3. Il ajoute après cela: «Les enfants que j'ai engendrés,» c'est comme s'il avait dit: les enfants de mes oeuvres que j'avais commencé à mettre au monde dans la crainte, afin qu'on putdire de notre âme: «elle avait beaucoup d'enfants, elle est tombée à rien (1S 2,5), m'ont été enlevés, ils ont été roulés.» Mais cette pieuse lignée «Qui m'a été enlevée, qui a été roulée comme on roule la tente des bergers,» et mise en réserve pour un temps, non rejetée pour toujours. Il continue: «ma vie a été coupée comme le fil que coupe le tisserand,» pour que je susse bien que le progrès de ma vie n'est pas entre mes mains; mais dans celles du Tout-Puissant, de même que la toile est sous la main du tisserand, d'autant mieux «qu'il la tranche lorsqu'elle ne faisait que commencer,» à son principe même, en sorte qu'il a repris ce qu'il me donnait. Toutefois si ma force a, défailli elle ne m'a pas pourtant abandonné tout à fait, au point, de laisser croire que celui qui avait pu commencer n'a pas pu achever. Mais qu'ai-je besoin de m'étendre davantage? J'ai pu bientôt me convaincre de cette vérité que «c'est dans la faiblesse que la puissance éclate davantage (2Co 12,9),» et je me suis écrié: «c'est un bien que vous m'ayez humilié (Ps 118,71).» J'ai vu par là en effet, «dès le matin, que vous termineriez ma vie le soir même,» c'est-à-dire que vous me consommeriez moi-même. Ce n'est pas air matin seulement de votre visite, ou le soir de la tentation, mais dans l'un et dans l'autre, que consiste la perfection pour moi. J'étais un insensé, moi qui me contentais «d'espérer jusqu'au matin,» puisque David dit: «Israël doit espérer dans le Seigneur depuis le point du jour jusqu'à la nuit (Ps 129,6).» Mais comme j'étais faible dans mon espérance, il a brisé comme un lion tous mes os:» je veux dire la force dans laquelle je mettais imprudemment toute ma confiance pour l'avenir, sous l'aile tutélaire de la grâce. Mais qui est celui qui a brisé ainsi mes os, sinon le diable notre ennemi, qui rôde comme un lion rugissant, et cherche quelqu'un à dévorer? Mais vous, Seigneur, vous me relevez de cette humiliation et de cette épreuve qui m'ont brisé, «et vous ne finirez ma vie que le soir,» attendu que c'est du soir et du matin que se compose un jour tout entier.
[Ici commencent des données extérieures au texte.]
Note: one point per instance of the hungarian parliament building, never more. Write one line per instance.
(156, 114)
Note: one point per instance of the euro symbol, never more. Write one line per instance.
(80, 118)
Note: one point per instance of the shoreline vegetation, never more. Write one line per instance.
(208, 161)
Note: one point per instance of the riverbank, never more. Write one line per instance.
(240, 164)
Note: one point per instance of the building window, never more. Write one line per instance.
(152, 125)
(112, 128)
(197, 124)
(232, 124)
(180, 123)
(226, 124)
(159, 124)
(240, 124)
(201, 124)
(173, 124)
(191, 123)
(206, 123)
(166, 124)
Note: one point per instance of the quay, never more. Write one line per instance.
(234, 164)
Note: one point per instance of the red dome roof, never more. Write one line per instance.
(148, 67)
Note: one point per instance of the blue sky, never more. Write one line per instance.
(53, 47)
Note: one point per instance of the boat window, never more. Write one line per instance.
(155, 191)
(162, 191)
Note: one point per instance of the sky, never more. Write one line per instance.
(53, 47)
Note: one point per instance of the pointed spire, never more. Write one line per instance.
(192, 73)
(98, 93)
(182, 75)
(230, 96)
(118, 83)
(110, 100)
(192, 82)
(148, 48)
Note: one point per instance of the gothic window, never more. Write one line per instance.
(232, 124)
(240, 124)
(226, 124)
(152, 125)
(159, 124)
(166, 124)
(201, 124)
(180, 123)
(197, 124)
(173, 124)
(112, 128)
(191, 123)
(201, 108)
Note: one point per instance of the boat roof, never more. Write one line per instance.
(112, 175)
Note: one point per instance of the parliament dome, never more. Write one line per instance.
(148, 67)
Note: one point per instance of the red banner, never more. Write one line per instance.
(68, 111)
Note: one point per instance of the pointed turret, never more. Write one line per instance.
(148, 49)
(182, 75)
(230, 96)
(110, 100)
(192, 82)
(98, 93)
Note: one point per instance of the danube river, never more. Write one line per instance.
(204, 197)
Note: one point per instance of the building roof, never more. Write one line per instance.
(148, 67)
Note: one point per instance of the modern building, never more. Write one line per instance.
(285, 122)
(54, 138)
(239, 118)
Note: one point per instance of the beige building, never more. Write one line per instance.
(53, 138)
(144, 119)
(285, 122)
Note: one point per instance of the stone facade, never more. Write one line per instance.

4. Voilà pourquoi je bénirai le Seigneur, comme j'ai appris à le faire, en tout temps, c'est-à-dire, le matin et le soir (Ps 48,19), non pas à la manière de ceux qui ne vous bénissent que lorsque vous leur faites du bien; non pas comme ceux qui ne croient que pour un temps, et se retirent lorsque la tentation s'approche (Lc 8,13); mais je dirai avec les saints: «Si nous recevons le bien de la main de Dieu, pourquoi donc n'en recevrions-nous pas aussi le mal (Jb 2,10)?» Le matin «je crierai donc comme le petit de l'hirondelle vers le Seigneur,» et le soir, «Je gémirai comme la colombe,» c'est-à-dire, lorsque le matin de la grâce me sauvera, je me réjouirai comme l'hirondelle et je ferai comme elle entendre ma voix pour remercier la grâce de sa visite: puis, quand viendra le soir, le sacrifice du soir ne fera point défaut, je gémirai comme la colombe, et répandrai des larmes dans la tribulation. Voilà comment le matin et le soir seront également consacrés à Dieu, puisque le soir sera donné aux larmes et le matin à la joie. Oui, à la nuit tombante, je serai plongé dans le deuil et l'affliction, après avoir joui du bonheur et de la joie du matin. Dieu aime également le pécheur dans la componction et le juste dans les joies de la dévotion, de même qu'il hait le juste ingrat autant que le pécheur que rien ne trouble. Certainement, «semblable au petit de l'hirondelle,» on me verra voler ça et là, m'occuper des emplois de Marthe, et donner joyeusement à tout ceux qui se trouveront dans la nécessité. «Je gémirai comme la colombe;» sur ce qui résiste en même temps que je verrai ce qui reste. Voilà ce que je ferai le matin et le soir, c'est-à-dire avant et après, selon ce que Laban a dit, en parlant de celles qui étaient le type de ces deux époques de la vie: «Ce n'est pas la coutume chez nous de marier les plus jeunes avant leurs aînées (Gn 29,26), bien qu'on passe indifféremment de l'une à l'autre. C'est, je pense, ce que Job veut faire entendre quand il dit: «si je m'endors je dis aussitôt: quand me lèverai-je, et de même quand je me lève, j'aspire au soir (Jb 7,4).» Si, arrivé au soir de la contemplation, il était en repos, il aspirait au matin pour ressusciter à l'action, de même que, fatigué aussi, il attendait le soir pour revenir avec bonheur, aux doux loisirs de la contemplation.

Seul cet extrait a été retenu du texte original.